Specific inhibition of human granulocyte elastase with peptide aldehydes.

The kinetic features of human granulocyte elastase, chymotrypsin, porcine pancreatic elastase and elastomucoproteinase were compared. Amino acyl ester substrates were assayed and Km and kcat values were defined. Aldehyde analogues of the p-nitroanilide substrates designed for granulocyte elastase as optimal for Km appeared to be potent inhibitors. Suc-D-Phe-Pro-valinal (Ki = 40 microM) was found to inhibit granulocyte elastase competitively and specifically when measured with synthetic substrates, and the Ki was 3 microM with the natural protein substrate, elastin.

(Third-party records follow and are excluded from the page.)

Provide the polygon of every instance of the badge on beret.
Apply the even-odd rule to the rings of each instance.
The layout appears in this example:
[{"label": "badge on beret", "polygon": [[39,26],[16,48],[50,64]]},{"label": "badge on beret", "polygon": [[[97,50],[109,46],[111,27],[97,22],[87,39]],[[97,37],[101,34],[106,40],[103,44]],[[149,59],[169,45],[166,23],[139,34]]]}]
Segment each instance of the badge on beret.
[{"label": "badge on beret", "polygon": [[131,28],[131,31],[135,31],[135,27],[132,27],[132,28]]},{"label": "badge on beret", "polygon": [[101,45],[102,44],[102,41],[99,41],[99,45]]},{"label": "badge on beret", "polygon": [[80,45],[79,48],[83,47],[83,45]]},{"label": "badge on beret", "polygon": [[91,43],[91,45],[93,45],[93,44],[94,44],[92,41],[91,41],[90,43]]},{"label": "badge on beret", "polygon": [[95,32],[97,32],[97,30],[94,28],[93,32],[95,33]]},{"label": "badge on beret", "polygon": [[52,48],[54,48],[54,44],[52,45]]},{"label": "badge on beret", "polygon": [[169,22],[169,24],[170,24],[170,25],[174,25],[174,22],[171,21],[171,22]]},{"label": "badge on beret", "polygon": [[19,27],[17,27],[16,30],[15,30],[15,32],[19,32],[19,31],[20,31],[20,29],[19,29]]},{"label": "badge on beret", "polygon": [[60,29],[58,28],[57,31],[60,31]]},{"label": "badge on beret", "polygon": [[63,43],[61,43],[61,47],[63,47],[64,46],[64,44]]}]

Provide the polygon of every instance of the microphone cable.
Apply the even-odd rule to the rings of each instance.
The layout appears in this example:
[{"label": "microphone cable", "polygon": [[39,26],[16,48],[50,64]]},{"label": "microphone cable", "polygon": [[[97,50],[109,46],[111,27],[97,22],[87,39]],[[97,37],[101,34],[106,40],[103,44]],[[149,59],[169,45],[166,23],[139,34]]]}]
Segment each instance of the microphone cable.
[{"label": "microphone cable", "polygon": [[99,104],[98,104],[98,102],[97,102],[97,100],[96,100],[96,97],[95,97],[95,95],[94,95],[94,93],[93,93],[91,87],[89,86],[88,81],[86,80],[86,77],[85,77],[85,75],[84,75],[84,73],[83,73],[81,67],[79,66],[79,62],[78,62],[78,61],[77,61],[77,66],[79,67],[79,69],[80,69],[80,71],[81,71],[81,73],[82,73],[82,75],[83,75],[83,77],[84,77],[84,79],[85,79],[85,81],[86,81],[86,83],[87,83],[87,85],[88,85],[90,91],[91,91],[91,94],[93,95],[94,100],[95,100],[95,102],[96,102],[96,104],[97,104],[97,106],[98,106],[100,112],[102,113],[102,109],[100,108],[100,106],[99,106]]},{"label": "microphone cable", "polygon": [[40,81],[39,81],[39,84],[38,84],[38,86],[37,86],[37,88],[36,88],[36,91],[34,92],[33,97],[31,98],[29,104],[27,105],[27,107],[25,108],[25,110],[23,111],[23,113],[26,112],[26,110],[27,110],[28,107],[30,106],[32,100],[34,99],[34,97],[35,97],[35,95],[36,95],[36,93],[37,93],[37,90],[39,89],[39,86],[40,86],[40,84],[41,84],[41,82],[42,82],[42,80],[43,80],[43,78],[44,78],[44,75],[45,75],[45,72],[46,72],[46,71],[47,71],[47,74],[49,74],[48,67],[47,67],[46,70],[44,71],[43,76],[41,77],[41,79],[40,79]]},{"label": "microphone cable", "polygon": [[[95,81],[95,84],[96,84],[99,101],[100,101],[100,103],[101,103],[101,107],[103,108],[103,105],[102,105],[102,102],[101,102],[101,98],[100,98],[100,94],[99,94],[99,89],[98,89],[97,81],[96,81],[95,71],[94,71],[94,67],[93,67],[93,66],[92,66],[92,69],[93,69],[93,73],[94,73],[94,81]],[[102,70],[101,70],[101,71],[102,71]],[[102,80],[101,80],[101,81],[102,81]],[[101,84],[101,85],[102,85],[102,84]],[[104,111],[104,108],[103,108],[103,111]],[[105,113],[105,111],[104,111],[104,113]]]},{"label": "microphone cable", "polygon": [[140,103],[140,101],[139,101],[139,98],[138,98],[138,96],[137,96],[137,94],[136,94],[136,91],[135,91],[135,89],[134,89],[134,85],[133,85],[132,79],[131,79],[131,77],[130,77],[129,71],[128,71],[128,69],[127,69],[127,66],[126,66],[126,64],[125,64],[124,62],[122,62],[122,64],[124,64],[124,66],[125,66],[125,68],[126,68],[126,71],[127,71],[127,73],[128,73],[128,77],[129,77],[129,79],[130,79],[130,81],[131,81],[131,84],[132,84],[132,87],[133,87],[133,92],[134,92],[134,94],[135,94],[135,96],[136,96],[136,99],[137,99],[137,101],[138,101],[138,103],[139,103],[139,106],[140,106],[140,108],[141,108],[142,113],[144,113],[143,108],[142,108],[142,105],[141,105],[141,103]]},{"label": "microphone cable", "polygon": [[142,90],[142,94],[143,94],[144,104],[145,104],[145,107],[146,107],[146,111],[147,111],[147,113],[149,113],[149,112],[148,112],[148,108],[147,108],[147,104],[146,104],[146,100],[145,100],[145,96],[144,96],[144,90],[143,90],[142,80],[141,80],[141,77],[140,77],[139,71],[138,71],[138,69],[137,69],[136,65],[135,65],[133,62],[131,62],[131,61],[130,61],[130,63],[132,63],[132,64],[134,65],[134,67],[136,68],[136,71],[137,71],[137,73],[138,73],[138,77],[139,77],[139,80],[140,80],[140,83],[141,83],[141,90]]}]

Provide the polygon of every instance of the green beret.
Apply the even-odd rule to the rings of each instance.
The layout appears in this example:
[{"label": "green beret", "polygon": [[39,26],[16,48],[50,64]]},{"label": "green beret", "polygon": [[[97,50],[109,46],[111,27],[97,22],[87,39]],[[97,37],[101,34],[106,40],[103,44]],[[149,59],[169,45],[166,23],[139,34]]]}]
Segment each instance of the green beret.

Design and synthesis of peptide inhibitors of blood coagulations.

Inhibition of blood coagulation by peptide aldehydes has been studied. Amino acid sequences were assembled from the P1-P2 portion of the cleavage sites(s) of clotting factors and residues selected experimentally. The thrombin-fibrinogen reaction could effectively be inhibited by D-Phe-Pro-Arg-H (GYKI-14,166) and Boc-D-Phe-Pro-Arg-H (GYKI-14,451). Plasmin digestion of fibrin could be retarded by Boc-Gln-Phe-Lys-H (GYKI-14,605) derived from a susceptible fragment, i.e. Asn-Phe-Lys decreases to Ser. However, such peptides could not retard the zymogen activations proceeding in Ca++ complexes (which seemed to be uneffected by heparin-antithrombin III, too). Inhibition of enzymes by peptide aldehydes showed marked substrate dependence.

Inhibition of thrombin and trypsin by tripeptide aldehydes.

Inhibitory effects of certain tripeptide aldehydes on both thrombin and trypsin have been found to be strongly substrate-dependent. These compounds should therefore be considered as inhibitors of the particular proteolytic reaction for which they had been designed rather than real enzyme inhibitors, i.e. protein or polypeptide proteinase inhibitors of natural origin.